Though Terry is an Army veteran from the 1970s, the VA’s budget now can only cover desperate cases, like veterans with advanced liver disease. He must wait — until when? Nobody knows.

Our government is the victim but also the enabler of Gilead Sciences Inc.

Without the U.S. patent, which runs until 2028, such price-gouging would be impossible. Generic drug makers would spring up and sell Solvadi for a song. India got its low Gilead price only after first refusing to offer a patent for their market.

We must have patents, of course; just not the extortionate drug prices they make possible.

Perhaps more outrageous, the drug was developed under the leadership of Dr. Raymond Schinazi, a professor of biochemistry at Emory University in programs heavily funded by our National Institutes of Health and the Veterans Administration. Our own government paid a share for the pistol that Gilead holds to my friend’s head, the weapon being their power to withhold a cure.

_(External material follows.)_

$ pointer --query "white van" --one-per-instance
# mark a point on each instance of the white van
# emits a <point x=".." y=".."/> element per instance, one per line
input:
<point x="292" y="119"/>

Many corporations and the pharmaceutical industry recoil from the real answer to this problem, what they see as a dirty word:

Regulations.

If you hand the corporation free taxpayer money to develop a drug, plus a patent to guarantee its monopoly, why shouldn’t the government regulate? Sure, Gilead deserves a rich reward. But the American people deserve protection from shameless corporate predators.

By regulation, I mean laws or executive rules that protect ordinary citizens from powerful private interests.

This is what the boys and girls of Fox News ridicule as “the Nanny State,” the United States of America as a community of citizens acting to protect each other. Through the years we’ve proven it can be done.From the 19th century well into the 20th, corporations under the “liberty of contract” doctrine won Supreme Court battles to kill child labor laws passed by Congress.

It was President Franklin Roosevelt’s Fair Labor Standards Act — regulation — that finally allowed children to stop working and stay in school. President Barack Obama won some vital measures, including the Affordable Care Act, in the first two years of his administration when Democrats held a majority in Congress. Then the Republican majority shut him down by refusing to pass most legislation.

Nevertheless, he went on to write more than 560 major executive regulations, including one that raised the minimum wage of federal contract workers from $7.25 to $10.10 hourly and offered paid sick leave. He mandated that by 2018 cars and light trucks must have back-up cameras. He stiffened conflict-of-interest rules in the financial industry, demanded improved fuel efficiency for vehicles, won a net neutrality rule for the internet.

Still not done, still hanging fire: the Hepatitis C drug regulation that would cap Gilead’s profit gusher and save the life of my friend, Terry.